Es gibt Leute in der Welt, die unter den Mitmenschen nicht ohne Streit und Hader sein können und mit dem Einen oder dem Andern immerdar zanken müssen. Ebenso werden auch Prozessliebhaber gefunden, die ohne Rechtshändel ihre Tage nicht verleben wollen. Dass die Einen so ihre Ruhe, Zufriedenheit und Gesundheit opfern, die Andern aber ihr Hauswesen völlig zu Grunde richten, braucht wohl nicht gesagt zu werden Das Traurigste dabei ist noch, dass solche Zänkereien und Streithändel sehr oft in einer und derselben Familie, unter Anverwandten und Brüdern vorkommen und sich da auf Generationen vererben.

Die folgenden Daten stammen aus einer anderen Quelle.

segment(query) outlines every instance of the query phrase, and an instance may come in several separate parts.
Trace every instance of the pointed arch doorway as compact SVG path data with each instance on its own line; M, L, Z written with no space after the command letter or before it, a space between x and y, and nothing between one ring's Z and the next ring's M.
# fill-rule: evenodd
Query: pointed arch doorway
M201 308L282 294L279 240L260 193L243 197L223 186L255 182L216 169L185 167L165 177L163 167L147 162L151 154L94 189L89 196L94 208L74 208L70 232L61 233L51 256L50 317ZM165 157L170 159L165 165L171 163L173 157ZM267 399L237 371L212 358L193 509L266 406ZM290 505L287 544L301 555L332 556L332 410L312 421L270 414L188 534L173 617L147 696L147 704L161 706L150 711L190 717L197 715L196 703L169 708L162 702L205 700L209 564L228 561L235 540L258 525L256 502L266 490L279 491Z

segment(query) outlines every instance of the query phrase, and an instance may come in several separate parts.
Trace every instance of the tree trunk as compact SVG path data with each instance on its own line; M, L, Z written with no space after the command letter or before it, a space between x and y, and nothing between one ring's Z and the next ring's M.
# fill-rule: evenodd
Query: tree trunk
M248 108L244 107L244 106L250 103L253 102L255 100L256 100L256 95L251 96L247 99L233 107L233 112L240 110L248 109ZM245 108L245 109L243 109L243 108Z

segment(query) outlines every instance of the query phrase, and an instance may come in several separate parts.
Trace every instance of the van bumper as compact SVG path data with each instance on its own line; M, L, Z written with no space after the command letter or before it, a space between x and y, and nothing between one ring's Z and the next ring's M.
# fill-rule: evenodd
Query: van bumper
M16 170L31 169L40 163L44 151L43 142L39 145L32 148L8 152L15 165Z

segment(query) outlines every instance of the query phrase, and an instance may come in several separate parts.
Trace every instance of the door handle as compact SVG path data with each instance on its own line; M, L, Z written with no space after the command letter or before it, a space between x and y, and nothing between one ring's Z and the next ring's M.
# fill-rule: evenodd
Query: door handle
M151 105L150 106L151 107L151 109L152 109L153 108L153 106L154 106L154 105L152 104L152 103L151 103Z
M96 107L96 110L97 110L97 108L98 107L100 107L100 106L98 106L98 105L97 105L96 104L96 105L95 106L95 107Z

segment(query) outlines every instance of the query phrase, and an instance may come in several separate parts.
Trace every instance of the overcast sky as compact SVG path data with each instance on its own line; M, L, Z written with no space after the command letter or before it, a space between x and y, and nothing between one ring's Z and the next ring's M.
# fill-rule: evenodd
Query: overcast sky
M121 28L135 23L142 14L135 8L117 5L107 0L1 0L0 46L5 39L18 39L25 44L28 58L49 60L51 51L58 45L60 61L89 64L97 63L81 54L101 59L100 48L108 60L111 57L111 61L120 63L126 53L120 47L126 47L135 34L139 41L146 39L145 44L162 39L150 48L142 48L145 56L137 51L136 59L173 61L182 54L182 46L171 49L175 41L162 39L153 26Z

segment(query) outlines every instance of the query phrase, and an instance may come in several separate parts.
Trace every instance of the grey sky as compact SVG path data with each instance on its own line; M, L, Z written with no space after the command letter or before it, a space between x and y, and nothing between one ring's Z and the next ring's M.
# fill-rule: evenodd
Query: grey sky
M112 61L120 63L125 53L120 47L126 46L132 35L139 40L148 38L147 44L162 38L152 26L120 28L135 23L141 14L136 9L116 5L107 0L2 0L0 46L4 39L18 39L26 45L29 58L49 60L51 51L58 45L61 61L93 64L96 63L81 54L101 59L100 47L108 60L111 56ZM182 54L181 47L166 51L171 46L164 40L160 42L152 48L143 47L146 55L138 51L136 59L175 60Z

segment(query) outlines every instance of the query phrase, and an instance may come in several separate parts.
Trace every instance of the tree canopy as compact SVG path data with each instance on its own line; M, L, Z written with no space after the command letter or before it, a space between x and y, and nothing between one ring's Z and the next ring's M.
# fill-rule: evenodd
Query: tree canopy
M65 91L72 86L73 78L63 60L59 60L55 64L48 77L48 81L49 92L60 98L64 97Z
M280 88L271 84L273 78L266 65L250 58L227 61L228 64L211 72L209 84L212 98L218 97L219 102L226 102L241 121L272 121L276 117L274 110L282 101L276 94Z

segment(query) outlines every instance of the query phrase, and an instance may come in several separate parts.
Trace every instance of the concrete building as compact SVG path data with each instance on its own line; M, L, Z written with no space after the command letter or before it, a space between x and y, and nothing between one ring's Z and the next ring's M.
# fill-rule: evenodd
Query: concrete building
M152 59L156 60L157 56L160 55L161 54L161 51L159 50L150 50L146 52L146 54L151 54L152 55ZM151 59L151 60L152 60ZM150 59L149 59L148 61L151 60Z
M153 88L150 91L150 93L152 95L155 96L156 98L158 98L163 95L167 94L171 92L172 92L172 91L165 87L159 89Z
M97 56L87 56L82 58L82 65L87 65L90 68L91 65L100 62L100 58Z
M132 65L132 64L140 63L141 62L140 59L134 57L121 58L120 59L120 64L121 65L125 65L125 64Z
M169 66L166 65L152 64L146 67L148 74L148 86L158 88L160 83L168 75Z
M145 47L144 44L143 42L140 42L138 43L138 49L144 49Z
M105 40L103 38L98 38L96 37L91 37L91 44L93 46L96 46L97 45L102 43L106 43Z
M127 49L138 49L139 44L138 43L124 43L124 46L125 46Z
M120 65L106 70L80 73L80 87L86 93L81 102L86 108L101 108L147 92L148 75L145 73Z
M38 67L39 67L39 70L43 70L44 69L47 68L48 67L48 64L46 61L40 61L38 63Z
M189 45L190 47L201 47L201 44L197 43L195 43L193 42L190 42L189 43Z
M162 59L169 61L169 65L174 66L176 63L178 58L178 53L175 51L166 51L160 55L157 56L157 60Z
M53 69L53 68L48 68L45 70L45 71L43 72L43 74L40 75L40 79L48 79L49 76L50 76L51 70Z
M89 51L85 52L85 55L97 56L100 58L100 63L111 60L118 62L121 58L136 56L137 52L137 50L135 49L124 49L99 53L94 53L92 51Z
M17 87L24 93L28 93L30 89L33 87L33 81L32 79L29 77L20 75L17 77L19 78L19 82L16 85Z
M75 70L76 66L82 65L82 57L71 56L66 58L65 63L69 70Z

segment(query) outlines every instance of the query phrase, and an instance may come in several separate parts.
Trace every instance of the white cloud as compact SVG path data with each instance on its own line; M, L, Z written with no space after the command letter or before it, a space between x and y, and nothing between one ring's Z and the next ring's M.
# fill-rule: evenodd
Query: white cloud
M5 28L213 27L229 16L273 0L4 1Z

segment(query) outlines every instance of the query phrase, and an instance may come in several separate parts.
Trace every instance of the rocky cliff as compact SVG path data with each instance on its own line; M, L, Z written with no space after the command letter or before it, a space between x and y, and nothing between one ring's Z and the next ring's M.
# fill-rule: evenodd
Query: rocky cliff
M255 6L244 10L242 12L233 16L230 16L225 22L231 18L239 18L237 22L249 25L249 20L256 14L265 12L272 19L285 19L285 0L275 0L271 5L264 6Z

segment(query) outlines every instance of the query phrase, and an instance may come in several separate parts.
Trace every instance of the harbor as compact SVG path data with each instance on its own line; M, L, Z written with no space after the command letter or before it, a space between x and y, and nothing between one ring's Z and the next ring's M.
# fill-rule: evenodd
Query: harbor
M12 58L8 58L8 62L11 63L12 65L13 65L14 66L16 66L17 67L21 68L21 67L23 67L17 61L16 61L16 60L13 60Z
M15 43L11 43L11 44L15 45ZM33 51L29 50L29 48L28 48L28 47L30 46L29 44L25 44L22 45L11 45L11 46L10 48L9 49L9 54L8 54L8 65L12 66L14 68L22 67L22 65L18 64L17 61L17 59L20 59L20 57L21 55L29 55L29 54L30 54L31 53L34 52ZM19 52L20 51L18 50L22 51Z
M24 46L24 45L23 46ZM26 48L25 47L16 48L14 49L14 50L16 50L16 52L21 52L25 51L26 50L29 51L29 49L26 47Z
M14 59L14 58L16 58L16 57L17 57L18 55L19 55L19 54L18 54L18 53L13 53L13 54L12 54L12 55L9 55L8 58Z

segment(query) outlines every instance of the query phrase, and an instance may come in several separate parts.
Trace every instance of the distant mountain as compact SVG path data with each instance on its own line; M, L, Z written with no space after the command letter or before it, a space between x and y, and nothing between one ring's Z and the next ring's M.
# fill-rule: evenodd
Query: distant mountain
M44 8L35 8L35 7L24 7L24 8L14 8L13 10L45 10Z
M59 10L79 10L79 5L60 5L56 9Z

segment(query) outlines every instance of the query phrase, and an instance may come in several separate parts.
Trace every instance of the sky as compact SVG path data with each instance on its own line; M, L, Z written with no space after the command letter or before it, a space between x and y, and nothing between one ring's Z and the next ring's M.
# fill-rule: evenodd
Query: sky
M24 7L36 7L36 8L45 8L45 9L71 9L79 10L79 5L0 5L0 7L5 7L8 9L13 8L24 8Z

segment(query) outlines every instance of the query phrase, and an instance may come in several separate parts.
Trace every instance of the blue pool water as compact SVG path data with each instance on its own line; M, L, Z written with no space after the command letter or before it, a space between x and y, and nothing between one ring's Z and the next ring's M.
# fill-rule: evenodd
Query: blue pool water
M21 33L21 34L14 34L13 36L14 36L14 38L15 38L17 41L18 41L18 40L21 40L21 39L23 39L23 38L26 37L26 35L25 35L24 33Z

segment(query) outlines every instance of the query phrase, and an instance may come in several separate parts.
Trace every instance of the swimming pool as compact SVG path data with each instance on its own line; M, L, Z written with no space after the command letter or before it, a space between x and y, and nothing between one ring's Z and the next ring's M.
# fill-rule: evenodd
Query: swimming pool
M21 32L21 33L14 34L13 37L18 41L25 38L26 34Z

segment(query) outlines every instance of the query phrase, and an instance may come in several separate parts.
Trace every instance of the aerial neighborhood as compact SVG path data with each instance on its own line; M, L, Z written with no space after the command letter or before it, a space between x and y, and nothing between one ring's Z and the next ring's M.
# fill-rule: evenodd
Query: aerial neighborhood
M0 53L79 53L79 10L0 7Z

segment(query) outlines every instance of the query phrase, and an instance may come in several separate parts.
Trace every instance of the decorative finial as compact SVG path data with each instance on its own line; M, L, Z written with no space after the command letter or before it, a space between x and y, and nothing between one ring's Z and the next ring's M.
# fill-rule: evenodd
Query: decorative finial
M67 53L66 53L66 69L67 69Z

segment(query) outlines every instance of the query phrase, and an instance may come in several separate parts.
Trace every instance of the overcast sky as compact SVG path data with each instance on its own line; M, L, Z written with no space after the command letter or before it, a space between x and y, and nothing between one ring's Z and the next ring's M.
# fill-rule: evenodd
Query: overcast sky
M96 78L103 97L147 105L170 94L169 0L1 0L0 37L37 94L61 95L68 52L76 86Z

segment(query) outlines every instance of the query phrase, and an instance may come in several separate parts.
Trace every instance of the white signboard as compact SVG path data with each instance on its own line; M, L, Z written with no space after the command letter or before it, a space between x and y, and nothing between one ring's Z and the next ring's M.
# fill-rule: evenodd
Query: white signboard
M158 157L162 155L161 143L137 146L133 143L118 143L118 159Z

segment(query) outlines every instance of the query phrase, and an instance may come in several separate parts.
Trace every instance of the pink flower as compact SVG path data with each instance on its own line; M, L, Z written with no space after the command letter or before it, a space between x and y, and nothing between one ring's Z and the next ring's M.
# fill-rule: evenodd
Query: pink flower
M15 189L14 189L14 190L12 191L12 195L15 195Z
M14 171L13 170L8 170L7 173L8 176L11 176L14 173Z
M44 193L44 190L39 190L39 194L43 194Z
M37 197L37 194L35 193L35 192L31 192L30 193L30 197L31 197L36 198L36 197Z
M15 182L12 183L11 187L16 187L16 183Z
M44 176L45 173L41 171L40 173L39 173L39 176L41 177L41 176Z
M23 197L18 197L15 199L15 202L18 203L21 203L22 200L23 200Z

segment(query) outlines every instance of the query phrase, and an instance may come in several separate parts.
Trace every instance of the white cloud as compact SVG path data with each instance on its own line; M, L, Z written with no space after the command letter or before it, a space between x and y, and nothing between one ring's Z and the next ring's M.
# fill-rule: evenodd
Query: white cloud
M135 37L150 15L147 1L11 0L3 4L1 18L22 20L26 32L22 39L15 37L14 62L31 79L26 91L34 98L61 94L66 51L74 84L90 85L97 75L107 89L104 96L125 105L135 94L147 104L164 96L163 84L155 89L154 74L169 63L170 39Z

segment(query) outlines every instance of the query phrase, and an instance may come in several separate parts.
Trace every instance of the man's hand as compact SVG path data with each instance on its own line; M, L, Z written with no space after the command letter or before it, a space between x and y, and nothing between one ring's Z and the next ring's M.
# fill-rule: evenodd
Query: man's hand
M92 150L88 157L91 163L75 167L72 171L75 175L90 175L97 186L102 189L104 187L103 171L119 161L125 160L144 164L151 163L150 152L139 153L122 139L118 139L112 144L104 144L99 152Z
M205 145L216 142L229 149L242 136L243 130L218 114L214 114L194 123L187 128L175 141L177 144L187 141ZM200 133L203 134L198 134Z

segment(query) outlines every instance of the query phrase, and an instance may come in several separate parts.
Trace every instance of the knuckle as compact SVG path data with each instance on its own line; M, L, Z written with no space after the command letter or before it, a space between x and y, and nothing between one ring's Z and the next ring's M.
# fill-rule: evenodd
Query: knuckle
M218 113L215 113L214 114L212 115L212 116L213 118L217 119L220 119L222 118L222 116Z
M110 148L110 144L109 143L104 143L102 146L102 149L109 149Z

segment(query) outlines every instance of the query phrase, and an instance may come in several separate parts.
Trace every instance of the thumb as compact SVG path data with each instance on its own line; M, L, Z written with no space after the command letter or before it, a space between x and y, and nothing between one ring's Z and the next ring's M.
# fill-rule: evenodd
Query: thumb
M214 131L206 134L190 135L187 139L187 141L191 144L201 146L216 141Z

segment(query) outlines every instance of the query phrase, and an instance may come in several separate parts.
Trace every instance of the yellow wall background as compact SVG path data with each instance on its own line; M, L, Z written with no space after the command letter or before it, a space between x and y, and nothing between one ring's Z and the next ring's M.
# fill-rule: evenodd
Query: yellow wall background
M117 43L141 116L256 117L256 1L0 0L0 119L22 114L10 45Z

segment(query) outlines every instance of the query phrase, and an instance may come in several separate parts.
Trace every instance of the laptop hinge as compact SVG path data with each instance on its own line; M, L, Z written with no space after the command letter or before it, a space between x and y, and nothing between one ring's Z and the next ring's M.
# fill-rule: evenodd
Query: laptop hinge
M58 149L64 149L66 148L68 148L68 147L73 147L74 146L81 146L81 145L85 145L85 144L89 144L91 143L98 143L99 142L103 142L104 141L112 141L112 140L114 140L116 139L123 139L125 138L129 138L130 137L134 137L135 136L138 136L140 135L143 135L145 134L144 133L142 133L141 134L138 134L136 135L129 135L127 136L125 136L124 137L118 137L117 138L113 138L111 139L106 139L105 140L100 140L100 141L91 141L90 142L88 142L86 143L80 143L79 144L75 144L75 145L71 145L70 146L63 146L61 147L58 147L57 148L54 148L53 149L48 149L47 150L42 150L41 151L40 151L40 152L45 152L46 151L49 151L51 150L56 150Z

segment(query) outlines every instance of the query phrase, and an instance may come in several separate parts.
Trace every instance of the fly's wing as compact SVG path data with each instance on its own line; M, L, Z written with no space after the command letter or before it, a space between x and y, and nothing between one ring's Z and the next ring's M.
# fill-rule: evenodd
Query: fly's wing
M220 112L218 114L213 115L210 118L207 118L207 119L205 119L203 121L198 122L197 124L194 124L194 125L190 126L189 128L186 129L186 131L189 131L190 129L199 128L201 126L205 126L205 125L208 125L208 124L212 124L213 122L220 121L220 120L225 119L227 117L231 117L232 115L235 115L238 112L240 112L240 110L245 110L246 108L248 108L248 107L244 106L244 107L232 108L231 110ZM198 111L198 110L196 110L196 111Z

Unter den vielen Beispielen, die jeder mit eigenen Augen mag gesehen haben und noch sehen, erzählt eines eine Sage aus St. Niklaus. — Im vorigen Jahrhunderte war unter zwei Brüdern einer sehr streitsüchtig, liebte und übte Raufhändel und Prozesse. So erhob er einen sehr langen und kostspieligen Prozess mit seinem Bruder über eine "Hotzdecke" — (aus Wergabfällen zusammengestülpt und gewoben). Zweitausend Pfund waren schon für das elende Zeug an Gerichtskosten verschlagen und der Handel blieb so verwickelt und verworren, dass die Richter in Verlegenheit waren, das Recht zu sprechen. Diese luden darum die streitenden Brüder nochmals zur Versöhnung vor und baten, den Handel doch gütlich beizulegen. Der eine Bruder zeigte sich bereit, zum Frieden sein Mögliches beizutragen; aber der andere erklärte fest und entschlossen, er werde zu prozedieren fortfahren auch wenn er darüber seinen Bruder würde am Galgen sterben sehen. — Diese lieblose Äusserung ergrimmte die Richter derart, dass sie gleich das Urteil fällten, dem die Erwägung vorangesetzt wurde: «Keine Gnade verdient Derjenige, der selber keine gewähren will.»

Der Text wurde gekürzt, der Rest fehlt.